The four stages are:
- Simplified self-attention — A simplified self-attention technique to introduce the broader idea
- Self-attention — Self-attention with trainable weights that forms the basis of the mechanism used in LLMs
- Causal attention — A type of self-attention used in LLMs that allows a model to consider only previous and current inputs in a sequence, ensuring temporal order during text generation
- Multi-head attention — An extension of self-attention and causal attention that enables the model to simultaneously attend to information from different representation subspaces
2. Where Attention Fits in the LLM Pipeline
This chapter implements the attention mechanism, an important building block of GPT-like LLMs. The figure below shows where this piece fits within the larger picture of building an LLM from scratch.
In Stage 1, the three core building blocks are: (1) Data preparation & sampling, (2) Attention mechanism (the current chapter, highlighted with a dashed border), and (3) LLM architecture. Together these components let us build the raw model that is then pretrained, evaluated, and fine-tuned in the later stages.
3. Why Attention? — The Translation Motivation
Before diving into formulas, let us understand why attention was invented. Consider translating from German to English.

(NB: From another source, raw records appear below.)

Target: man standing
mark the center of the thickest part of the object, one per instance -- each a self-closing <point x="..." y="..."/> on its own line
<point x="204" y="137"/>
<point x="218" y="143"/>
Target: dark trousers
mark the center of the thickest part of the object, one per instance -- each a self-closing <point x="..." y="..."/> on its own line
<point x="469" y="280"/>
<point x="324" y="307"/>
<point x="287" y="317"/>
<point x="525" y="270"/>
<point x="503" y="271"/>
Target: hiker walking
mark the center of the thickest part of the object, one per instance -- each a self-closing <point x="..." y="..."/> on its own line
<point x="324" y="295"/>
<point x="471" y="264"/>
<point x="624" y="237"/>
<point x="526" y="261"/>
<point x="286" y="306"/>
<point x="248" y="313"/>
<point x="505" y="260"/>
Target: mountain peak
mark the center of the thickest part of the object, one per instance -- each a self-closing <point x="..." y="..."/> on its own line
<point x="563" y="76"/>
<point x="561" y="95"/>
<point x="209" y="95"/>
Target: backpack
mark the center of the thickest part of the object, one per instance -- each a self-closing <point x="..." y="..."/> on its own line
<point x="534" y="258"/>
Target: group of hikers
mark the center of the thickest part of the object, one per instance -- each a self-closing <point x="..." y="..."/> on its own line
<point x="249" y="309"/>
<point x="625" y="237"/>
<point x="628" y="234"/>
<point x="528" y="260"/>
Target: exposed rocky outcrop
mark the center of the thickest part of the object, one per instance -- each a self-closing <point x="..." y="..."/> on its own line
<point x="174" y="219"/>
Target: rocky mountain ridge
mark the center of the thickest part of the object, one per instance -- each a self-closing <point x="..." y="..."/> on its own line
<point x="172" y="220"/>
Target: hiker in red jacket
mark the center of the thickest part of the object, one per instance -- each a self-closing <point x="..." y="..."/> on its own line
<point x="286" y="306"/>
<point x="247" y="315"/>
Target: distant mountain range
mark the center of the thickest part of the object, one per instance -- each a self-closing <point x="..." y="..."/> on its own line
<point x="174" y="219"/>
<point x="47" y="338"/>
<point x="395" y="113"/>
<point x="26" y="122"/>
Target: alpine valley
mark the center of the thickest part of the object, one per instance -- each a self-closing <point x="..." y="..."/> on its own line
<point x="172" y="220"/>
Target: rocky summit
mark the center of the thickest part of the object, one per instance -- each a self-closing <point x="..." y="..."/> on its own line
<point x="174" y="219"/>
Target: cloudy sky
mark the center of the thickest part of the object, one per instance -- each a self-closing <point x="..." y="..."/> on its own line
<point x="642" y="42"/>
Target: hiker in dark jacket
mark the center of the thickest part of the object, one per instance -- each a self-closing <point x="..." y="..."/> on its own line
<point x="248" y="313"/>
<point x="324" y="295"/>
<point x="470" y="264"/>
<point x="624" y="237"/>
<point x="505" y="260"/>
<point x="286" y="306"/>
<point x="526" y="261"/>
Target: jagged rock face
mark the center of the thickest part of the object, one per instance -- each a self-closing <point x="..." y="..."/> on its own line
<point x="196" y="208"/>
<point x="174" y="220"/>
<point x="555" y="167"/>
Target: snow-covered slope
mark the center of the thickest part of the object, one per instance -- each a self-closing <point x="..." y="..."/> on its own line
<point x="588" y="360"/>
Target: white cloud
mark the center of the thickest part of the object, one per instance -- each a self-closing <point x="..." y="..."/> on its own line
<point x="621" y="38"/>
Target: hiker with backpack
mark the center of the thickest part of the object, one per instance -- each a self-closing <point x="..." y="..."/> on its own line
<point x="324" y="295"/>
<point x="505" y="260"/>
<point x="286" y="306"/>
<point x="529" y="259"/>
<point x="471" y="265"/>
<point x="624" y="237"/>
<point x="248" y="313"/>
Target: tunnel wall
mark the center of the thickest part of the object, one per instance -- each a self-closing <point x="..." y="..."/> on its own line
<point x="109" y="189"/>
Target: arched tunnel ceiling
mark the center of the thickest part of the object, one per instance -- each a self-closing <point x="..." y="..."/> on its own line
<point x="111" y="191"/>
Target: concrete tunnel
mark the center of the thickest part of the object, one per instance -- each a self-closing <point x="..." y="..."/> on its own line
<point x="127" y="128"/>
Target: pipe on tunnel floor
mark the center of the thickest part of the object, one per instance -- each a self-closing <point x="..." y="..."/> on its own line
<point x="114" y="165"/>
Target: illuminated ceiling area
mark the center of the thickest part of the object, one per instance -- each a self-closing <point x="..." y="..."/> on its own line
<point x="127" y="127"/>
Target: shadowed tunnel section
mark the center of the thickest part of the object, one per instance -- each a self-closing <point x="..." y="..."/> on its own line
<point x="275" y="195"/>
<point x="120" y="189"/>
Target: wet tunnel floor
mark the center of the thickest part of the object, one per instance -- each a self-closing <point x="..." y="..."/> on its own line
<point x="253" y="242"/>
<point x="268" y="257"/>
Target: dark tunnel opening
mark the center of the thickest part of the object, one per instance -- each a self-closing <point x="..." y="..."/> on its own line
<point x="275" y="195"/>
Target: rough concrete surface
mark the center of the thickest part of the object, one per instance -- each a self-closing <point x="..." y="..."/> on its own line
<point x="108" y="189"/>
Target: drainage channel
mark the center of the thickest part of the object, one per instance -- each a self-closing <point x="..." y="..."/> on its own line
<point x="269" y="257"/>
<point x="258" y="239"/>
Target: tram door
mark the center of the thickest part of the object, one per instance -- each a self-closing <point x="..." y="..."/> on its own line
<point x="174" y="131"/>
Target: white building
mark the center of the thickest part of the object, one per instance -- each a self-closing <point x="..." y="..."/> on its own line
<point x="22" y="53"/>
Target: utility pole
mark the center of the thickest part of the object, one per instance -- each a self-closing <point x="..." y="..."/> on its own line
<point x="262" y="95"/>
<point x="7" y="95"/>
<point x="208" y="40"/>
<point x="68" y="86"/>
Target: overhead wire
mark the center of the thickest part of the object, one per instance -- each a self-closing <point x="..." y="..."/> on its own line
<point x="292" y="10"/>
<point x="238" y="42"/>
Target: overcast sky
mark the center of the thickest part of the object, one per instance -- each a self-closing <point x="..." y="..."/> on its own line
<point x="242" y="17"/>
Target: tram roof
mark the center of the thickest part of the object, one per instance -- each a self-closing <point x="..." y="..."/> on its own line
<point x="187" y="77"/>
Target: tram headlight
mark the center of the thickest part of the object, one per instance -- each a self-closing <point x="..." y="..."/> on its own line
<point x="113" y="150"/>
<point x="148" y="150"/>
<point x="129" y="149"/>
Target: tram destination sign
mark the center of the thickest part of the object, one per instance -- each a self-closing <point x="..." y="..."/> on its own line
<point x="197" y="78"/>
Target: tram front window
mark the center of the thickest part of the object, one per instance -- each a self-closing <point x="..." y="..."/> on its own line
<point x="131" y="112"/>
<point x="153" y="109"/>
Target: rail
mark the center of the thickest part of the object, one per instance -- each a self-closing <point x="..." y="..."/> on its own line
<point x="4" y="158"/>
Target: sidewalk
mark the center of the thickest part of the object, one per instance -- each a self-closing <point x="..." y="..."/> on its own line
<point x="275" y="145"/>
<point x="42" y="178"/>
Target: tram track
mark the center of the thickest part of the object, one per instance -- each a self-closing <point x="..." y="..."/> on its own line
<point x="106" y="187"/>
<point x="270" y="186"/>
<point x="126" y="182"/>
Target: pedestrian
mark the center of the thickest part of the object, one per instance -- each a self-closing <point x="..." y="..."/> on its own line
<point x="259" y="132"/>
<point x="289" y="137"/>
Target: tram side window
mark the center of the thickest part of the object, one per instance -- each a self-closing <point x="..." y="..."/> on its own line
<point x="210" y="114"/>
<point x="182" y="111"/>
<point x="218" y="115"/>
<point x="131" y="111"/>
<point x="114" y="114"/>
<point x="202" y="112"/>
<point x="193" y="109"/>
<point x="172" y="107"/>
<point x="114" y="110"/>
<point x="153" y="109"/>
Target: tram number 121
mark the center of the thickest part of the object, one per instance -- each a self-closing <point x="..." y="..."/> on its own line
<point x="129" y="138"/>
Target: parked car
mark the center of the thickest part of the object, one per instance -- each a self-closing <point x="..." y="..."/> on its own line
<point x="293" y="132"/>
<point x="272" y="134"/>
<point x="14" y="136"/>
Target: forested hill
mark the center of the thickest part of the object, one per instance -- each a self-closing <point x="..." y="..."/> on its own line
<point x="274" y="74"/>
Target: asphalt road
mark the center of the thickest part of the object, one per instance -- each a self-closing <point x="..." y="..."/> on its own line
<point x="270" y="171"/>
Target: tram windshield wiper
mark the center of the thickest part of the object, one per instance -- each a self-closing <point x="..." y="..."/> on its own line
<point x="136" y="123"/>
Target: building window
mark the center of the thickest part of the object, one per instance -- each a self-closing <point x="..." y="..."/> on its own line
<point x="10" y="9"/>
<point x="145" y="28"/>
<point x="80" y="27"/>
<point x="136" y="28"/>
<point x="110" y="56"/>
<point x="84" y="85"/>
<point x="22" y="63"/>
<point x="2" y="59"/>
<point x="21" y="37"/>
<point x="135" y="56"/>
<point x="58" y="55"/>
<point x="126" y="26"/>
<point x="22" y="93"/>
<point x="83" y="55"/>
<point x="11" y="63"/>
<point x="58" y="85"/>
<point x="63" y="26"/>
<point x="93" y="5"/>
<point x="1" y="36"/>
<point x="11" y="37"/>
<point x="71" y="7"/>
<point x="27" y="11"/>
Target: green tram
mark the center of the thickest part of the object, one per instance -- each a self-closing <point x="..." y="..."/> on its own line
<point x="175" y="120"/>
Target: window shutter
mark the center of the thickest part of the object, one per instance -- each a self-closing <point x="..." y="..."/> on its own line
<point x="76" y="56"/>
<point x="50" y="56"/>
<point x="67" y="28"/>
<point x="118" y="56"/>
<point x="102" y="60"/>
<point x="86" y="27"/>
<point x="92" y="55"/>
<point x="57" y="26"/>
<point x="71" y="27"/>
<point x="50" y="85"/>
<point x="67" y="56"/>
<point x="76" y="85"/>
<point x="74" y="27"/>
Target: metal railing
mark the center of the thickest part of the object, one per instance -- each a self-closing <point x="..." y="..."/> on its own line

A word-by-word translation of “Kannst du mir helfen diesen Satz zu uebersetzen” gives “Can you me help this sentence to translate” — grammatically incorrect. The correct English is “Can you help me to translate this sentence.” Certain words in the generated translation require access to words that appear earlier or later in the original sentence. Attention provides exactly this capability — it lets the model selectively focus on the most relevant parts of the input when producing each output token.
From Encoder-Decoder to Self-Attention
The original attention mechanism was developed for encoder-decoder architectures used in machine translation. The encoder reads the full input sentence and compresses it into a sequence of hidden states. The decoder then generates the output one token at a time, and attention allows each decoder step to look back at all encoder hidden states, weighting them by relevance.
Modern GPT-like LLMs use a decoder-only architecture with self-attention — a variant where both the “query” and the “memory” come from the same sequence.
The figure above shows how a GPT-like decoder-only transformer processes text. The self-attention module (dashed box) is the core topic of this chapter. The preprocessing steps (tokenization, embeddings) were covered in the previous chapter, and the remaining architectural pieces will be the topic of the next chapter.
4. Simplified Self-Attention
We start with the simplest form of self-attention — no trainable weights, just raw dot products between input embeddings. This gives us a clean foundation to build on.
Throughout this chapter, we use the sentence “Each model learns through many rounds” (6 tokens) as our running example. Each token is represented by a 3-dimensional embedding vector:
| Token | Notation | Embedding |
|---|---|---|
| Each | \(x^{(1)}\) | \([0.31,\; 0.82,\; 0.45]\) |
| model | \(x^{(2)}\) | \([0.73,\; 0.39,\; 0.81]\) |
| learns | \(x^{(3)}\) | \([0.65,\; 0.47,\; 0.78]\) |
| through | \(x^{(4)}\) | \([0.18,\; 0.71,\; 0.29]\) |
| many | \(x^{(5)}\) | \([0.85,\; 0.22,\; 0.14]\) |
| rounds | \(x^{(6)}\) | \([0.09,\; 0.76,\; 0.62]\) |
4.1 Overview of Simplified Self-Attention
The goal: for each token, compute a context vector that is a weighted combination of all input embeddings. The weights are determined by how similar each pair of tokens is.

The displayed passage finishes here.